To disable this check on a specific line, add `# pylint: disable=dbutils-fs-head` at the end of it.
[[back to top](#pylint-plugin-for-databricks)]
### `R8905`: `dbutils-fs-ls`
Use Databricks SDK instead: w.dbfs.list(XXX). Migrate all usage of dbutils to Databricks SDK. See the more detailed documentation at https://databricks-sdk-py.readthedocs.io/en/latest/workspace/files/dbfs.html
To disable this check on a specific line, add `# pylint: disable=dbutils-fs-ls` at the end of it.
[[back to top](#pylint-plugin-for-databricks)]
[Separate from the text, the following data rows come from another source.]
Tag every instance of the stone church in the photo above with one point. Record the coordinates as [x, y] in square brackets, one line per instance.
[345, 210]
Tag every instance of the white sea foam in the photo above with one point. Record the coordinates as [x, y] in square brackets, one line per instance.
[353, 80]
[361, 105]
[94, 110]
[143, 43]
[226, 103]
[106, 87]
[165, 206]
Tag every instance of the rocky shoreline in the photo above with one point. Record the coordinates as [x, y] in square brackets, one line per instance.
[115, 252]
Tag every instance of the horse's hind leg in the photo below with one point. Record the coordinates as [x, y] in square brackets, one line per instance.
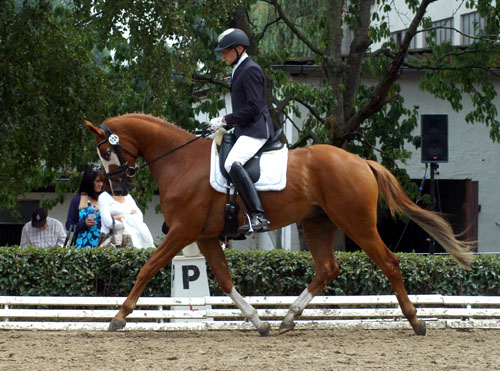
[214, 255]
[319, 232]
[371, 243]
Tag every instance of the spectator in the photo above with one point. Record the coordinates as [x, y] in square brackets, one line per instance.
[43, 231]
[121, 215]
[84, 217]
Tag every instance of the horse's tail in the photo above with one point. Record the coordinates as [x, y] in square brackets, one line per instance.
[430, 221]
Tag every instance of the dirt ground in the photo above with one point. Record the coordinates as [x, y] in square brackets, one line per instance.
[346, 349]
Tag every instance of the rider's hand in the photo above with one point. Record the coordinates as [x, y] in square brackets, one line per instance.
[217, 123]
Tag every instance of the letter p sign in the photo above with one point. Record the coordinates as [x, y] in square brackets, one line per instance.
[190, 273]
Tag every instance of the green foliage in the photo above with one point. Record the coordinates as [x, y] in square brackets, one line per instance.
[65, 61]
[112, 272]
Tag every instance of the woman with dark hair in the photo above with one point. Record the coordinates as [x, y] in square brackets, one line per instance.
[83, 214]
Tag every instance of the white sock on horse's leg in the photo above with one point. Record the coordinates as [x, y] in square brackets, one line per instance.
[248, 311]
[298, 306]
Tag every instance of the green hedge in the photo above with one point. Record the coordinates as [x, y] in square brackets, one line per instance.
[109, 272]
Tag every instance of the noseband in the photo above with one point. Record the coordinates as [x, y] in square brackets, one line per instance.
[114, 140]
[131, 171]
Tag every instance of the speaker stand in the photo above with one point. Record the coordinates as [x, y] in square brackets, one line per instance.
[431, 243]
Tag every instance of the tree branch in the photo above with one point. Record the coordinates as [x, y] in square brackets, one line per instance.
[294, 29]
[311, 110]
[382, 89]
[357, 51]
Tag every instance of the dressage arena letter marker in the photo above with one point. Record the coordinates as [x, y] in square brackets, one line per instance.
[189, 279]
[186, 277]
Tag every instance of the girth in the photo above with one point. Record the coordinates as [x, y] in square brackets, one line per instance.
[252, 166]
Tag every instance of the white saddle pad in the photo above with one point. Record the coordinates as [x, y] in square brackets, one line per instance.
[272, 171]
### `R8906`: `dbutils-fs-mount`
Mounts are not supported with Unity Catalog, switch to using Unity Catalog Volumes instead. Migrate all usage to Unity Catalog
To disable this check on a specific line, add `# pylint: disable=dbutils-fs-mount` at the end of it.
[[back to top](#pylint-plugin-for-databricks)]
### `R8907`: `dbutils-credentials`
Credentials utility is not supported with Unity Catalog. Migrate all usage to Unity Catalog
To disable this check on a specific line, add `# pylint: disable=dbutils-credentials` at the end of it.
[[back to top](#pylint-plugin-for-databricks)]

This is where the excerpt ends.